This essay might steer in a different direction than usual, since I've tended to avoid memoir-type writings on this blog. However, I did get positive responses to my James Dean work (written awhile back for Culture Snob's Self-Involvement Blog-a-Thon). A friend of mine e-mailed me saying that he would like to read more essays in that style.
I love music, but I don't pretend to know everything; in fact, the number of classic albums that I've not listened to is probably staggering. On the flip side, that can be strangely comforting. Every entertainment website, television channel, and magazine loves to put out lists, categories, and best-of compilations: "The Top 100 Albums Of the 90s," "The Top 500 Albums Of All-Time," "The New Classics," and so on and so forth. My comfort comes with knowing what I like to listen to, everyone else be damned, plus the perverse fun of usually guessing what albums make said lists, since they're usually all the same. Key word: usually. For instance, Pitchfork named Radiohead's OK Computer as the best album of the 1990s, whereas Entertainment Weekly placed it at number 62 of the albums released since 1983. I mainly turn to friends for music recommendations, but it was sort of by chance that I picked up Wilco's Yankee Hotel Foxtrot in the winter of 2002.

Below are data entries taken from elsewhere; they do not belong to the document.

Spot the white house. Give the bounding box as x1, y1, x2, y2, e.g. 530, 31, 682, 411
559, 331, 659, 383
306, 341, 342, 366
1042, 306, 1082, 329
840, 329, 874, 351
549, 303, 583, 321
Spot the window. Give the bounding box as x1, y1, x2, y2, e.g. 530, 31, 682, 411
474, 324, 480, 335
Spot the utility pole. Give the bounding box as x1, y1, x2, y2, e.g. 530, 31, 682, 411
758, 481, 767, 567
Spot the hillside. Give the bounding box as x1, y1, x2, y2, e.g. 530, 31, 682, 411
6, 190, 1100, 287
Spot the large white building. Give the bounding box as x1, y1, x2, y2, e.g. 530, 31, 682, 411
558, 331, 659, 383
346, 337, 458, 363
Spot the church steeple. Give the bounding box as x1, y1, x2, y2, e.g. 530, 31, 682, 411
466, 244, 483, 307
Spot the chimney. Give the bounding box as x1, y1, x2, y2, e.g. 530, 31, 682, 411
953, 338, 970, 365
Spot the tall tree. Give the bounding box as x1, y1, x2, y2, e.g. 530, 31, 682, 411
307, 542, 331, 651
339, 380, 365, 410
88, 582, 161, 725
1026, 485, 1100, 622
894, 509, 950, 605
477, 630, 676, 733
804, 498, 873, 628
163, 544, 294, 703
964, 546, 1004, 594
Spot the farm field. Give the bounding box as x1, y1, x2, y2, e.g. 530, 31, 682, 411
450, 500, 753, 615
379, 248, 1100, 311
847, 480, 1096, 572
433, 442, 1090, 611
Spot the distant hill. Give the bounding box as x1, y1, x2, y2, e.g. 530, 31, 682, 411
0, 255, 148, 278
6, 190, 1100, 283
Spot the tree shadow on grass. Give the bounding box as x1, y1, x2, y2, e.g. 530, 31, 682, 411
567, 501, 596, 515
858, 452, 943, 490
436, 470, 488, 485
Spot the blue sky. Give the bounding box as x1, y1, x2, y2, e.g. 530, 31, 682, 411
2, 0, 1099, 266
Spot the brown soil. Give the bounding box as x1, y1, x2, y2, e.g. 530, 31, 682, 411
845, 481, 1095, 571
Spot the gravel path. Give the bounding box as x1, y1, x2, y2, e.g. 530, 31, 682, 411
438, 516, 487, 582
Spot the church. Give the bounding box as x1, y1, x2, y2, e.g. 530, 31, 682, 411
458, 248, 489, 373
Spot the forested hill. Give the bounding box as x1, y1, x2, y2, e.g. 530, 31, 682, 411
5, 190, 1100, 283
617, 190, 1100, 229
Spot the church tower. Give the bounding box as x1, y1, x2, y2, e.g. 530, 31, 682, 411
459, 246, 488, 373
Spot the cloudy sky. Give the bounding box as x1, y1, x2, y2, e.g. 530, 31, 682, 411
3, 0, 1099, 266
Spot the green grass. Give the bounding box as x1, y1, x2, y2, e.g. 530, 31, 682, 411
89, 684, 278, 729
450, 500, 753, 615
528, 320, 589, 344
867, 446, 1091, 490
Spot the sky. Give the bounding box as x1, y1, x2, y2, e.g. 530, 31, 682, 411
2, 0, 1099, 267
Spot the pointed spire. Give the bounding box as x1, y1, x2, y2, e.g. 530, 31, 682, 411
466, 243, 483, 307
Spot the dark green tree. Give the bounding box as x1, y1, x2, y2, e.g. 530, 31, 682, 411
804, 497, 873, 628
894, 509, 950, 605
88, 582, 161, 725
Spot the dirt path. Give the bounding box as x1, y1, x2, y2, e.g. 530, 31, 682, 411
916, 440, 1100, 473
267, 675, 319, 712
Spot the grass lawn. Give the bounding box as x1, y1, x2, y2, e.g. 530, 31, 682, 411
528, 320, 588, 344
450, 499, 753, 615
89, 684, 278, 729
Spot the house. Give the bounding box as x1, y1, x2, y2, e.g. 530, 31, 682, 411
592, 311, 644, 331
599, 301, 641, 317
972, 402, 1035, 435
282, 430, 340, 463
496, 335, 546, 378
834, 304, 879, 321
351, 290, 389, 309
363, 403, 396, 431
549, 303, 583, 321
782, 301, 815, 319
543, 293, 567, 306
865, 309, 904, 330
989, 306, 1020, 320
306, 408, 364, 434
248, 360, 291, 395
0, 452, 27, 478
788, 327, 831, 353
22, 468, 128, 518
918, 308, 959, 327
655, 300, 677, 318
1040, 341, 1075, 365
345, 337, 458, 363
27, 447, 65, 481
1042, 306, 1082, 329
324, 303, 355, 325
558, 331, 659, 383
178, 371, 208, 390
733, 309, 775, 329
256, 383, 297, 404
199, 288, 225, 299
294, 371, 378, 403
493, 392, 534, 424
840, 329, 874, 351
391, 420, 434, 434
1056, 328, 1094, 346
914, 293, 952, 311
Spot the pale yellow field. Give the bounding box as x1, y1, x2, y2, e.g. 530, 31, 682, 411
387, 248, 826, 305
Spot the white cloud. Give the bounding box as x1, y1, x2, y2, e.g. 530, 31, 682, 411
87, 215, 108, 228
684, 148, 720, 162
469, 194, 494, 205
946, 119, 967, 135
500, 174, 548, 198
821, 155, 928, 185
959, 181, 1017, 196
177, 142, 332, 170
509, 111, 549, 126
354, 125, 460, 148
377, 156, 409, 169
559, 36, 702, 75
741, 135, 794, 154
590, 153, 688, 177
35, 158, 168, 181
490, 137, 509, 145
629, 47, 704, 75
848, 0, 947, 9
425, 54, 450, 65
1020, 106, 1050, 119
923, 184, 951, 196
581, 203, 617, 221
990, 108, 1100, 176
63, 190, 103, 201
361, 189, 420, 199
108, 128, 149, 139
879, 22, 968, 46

That spring, I had joined my college newspaper as a film critic, a tiny campus office filled with music writers. As I sat in on those first meetings, I was always quiet when music discussions came up, since I simply didn't know much about it. Film and literature were my specialties. That winter, the other writers put out their year-end compilations, and Yankee Hotel Foxtrot was at the top of every list. One cold afternoon, on the way home, I stopped into a little record shop under the train tracks and bought it.

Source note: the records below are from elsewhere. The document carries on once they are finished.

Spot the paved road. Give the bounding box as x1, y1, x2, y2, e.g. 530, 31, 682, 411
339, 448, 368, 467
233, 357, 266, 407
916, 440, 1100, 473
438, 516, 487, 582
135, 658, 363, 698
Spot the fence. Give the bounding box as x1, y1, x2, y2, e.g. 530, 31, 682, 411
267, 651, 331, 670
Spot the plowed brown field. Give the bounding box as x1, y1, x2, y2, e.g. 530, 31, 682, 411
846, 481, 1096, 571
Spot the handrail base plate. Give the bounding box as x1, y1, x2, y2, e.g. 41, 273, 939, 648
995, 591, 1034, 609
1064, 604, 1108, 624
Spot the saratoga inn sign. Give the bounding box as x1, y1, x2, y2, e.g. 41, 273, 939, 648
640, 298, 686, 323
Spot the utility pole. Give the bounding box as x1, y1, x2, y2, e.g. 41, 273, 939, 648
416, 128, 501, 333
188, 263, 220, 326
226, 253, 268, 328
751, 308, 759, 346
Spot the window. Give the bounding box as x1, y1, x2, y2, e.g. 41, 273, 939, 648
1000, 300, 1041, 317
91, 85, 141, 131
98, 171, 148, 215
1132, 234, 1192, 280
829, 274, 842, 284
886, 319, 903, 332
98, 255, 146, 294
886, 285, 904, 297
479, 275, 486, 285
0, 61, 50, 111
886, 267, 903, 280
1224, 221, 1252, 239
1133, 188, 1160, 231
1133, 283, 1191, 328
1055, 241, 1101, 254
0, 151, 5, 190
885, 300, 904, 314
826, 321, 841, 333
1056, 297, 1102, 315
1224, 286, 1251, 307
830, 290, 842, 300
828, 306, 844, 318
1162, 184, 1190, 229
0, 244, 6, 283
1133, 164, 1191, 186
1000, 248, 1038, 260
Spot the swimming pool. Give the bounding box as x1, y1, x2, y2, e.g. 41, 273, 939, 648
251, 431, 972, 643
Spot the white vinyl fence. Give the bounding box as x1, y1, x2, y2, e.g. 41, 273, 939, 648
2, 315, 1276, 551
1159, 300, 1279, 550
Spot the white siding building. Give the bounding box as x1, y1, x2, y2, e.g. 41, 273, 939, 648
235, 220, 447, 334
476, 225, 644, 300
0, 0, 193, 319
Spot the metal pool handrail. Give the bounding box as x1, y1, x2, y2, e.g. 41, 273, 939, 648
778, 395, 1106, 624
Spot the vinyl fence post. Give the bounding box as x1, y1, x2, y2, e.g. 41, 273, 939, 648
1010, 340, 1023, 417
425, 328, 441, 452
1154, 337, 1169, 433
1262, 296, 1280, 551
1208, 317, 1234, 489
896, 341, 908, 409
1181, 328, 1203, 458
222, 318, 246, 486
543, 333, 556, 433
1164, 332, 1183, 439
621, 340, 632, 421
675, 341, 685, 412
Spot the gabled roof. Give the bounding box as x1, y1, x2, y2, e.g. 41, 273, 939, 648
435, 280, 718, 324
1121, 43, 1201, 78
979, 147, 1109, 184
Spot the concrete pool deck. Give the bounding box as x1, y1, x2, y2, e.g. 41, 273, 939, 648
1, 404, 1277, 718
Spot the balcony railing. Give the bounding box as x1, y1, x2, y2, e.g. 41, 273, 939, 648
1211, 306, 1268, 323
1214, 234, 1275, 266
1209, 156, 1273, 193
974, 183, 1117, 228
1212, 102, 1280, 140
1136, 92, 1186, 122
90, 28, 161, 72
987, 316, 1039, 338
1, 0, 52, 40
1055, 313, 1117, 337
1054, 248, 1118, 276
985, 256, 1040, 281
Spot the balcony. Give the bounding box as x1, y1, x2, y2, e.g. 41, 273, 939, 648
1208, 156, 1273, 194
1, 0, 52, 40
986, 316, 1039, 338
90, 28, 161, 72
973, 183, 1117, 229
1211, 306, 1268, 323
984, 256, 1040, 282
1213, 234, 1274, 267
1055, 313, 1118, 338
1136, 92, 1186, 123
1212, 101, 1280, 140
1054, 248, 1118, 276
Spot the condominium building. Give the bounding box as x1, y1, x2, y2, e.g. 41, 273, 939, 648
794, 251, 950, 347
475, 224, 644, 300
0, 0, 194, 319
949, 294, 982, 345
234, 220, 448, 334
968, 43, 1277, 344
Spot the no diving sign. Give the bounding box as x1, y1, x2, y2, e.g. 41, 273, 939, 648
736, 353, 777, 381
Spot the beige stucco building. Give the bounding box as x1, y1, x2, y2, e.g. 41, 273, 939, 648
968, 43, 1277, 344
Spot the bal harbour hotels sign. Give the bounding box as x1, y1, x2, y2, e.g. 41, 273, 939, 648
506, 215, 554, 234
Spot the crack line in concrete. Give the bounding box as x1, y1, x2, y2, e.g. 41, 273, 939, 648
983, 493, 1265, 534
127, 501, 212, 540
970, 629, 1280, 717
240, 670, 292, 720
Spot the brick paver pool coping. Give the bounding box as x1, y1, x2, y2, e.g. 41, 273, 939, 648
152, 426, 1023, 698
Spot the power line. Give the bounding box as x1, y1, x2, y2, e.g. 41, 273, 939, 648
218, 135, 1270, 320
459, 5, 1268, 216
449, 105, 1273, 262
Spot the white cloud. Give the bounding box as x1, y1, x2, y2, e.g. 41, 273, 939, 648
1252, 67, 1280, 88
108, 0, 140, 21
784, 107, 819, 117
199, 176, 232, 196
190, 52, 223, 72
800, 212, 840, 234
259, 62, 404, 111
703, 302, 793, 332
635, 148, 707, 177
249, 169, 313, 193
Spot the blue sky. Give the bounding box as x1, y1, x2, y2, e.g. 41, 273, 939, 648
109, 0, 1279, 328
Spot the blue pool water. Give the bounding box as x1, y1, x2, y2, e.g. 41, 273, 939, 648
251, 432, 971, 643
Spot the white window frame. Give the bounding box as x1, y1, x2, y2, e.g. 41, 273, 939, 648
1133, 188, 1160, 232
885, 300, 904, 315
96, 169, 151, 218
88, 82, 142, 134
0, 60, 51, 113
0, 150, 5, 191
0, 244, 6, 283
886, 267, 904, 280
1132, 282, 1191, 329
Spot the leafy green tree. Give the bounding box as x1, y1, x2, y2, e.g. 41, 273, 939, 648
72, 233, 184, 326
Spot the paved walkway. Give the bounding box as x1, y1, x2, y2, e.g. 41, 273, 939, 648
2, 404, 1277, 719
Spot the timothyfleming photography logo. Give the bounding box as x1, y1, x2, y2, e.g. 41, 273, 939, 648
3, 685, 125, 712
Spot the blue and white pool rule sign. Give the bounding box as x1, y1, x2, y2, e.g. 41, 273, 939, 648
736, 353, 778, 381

In the first paragraph, I mentioned the phrase "life-changing album," and it's meant without hyperbole. I listened to it once. Then twice. Then everyday for a solid two weeks on my way to class. Up to that moment, I had no idea what I had been missing. Never had I been fully aware of the combination of lyrics, music, and mixing. Jeff Tweedy's voice was (and still is) not the best singing voice, but it's never been about being pretty. Glenn Kotche's drumming is probably the most artful in the music world today, evident yet never overpowering. And one can only wonder how Nels Cline would have contributed to the album had he been in the band at that time. Thankfully, the live shows are evidence. Every Wilco fan knows the story of Jim O'Rourke's influence on the album, as heard in the slight static and harmonies that bridge song gaps and appear in various points in every song.

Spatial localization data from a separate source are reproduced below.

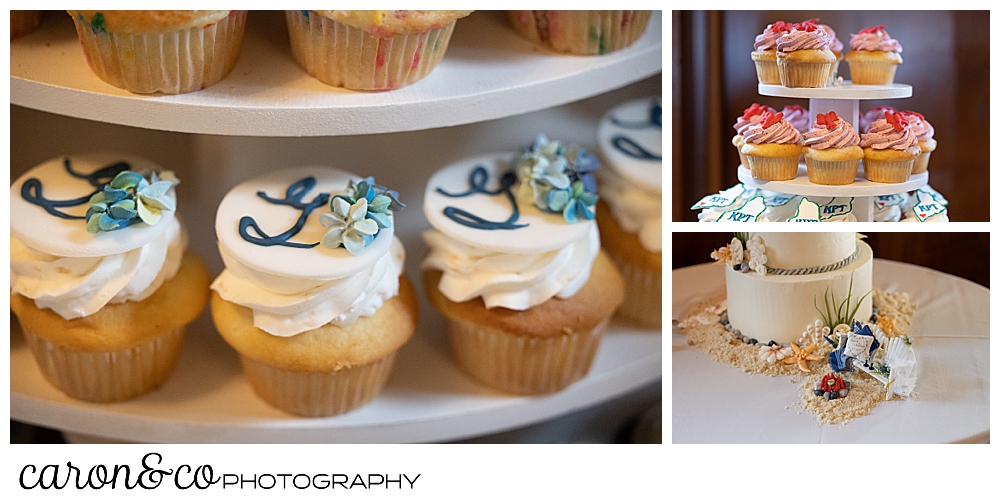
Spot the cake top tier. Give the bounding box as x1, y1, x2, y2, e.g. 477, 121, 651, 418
754, 232, 858, 270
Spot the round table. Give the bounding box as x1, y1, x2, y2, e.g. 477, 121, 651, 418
672, 259, 989, 443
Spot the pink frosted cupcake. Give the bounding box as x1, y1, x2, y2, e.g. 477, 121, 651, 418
806, 19, 844, 84
861, 111, 921, 183
751, 20, 792, 84
781, 104, 810, 133
900, 110, 936, 174
740, 111, 803, 181
776, 21, 836, 88
860, 105, 897, 133
732, 103, 777, 168
507, 10, 652, 55
802, 111, 863, 185
67, 10, 247, 94
285, 10, 472, 91
845, 25, 903, 85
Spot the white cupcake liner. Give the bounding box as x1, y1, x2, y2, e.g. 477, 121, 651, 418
605, 250, 661, 328
23, 326, 186, 402
446, 317, 609, 395
863, 158, 914, 183
285, 11, 456, 91
805, 158, 861, 185
70, 11, 246, 94
507, 10, 651, 55
241, 353, 397, 417
745, 154, 800, 181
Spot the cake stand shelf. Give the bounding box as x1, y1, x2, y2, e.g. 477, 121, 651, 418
748, 81, 919, 221
9, 10, 662, 137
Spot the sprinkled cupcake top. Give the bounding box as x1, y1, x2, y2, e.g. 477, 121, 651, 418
849, 25, 902, 53
754, 20, 792, 51
861, 112, 917, 150
803, 112, 860, 150
313, 10, 472, 36
67, 10, 235, 34
734, 103, 778, 135
742, 112, 801, 145
776, 21, 831, 52
899, 111, 935, 141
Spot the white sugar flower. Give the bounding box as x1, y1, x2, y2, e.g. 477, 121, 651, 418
759, 344, 792, 364
320, 197, 378, 256
746, 235, 767, 276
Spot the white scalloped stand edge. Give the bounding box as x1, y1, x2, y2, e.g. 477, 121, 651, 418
10, 11, 663, 136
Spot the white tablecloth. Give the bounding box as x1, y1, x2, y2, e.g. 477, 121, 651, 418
672, 259, 990, 443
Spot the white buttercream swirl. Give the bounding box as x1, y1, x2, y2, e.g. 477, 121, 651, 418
598, 167, 661, 253
211, 236, 405, 337
10, 218, 186, 319
421, 223, 599, 311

I've never been that good at writing about music (I think I contributed maybe 3 music articles to my college newspaper, none of them very good), so I'm not going to attempt to get into technical analysis. The point is, we all have albums that have literally changed us and veered us into new directions. As eclectic as my music tastes can be, every album that I love can ultimately be traced back to Yankee Hotel Foxtrot. I'm sure I would have come around to it eventually, but my discoveries have all stemmed from that moment.
I'd love to hear your picks. The albums don't necessarily have to be your favorites, but like I said, I'm sure everyone has that One Album where they cannot remember what their listening was like before it.